Convergence in metric and in measure

Let $\mu$ be a finite measure on $(X, A)$, with the semimetric $$ d(f,g) = \int \frac{|f-g|}{1+ |f-g|}d\mu$$ on all real-valued, A-measurable functions. Show that $$\lim_n d(f_n, f) = 0$$ holds iff $(f_n)$ converges to $f$ in measure.

I know that convergence in mean implies convergence in measure but $ \int \frac{|f-g|}{1+ |f-g|}d\mu \leq \int {|f-g|}d\mu $ and also $ \mu(\{x\in X\ : |f_n(x) - f(x) > \epsilon\}) \leq \int {|f-g|}d\mu $. So I don't know what to do.


First, a remark: the map $x\mapsto \frac x{1+x}$ is increasing over the set of non-negative real numbers, and is bounded by $1$.

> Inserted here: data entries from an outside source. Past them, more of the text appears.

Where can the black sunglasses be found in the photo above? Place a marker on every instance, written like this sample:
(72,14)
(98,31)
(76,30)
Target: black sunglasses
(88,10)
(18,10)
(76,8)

If $f_n\to f$ in measure, fix $\varepsilon$ and integrate over $\{|f_n-f|>\varepsilon\}$ and $\{|f_n-f|\leqslant \varepsilon\}$.

Conversely, if $d(f_n,f)\to 0$, then $\frac{\varepsilon}{1+\varepsilon}\mu\{|f_n-f|>\varepsilon\}\to 0$ (integrating over the set $\{|f_n-f|>\varepsilon\}$).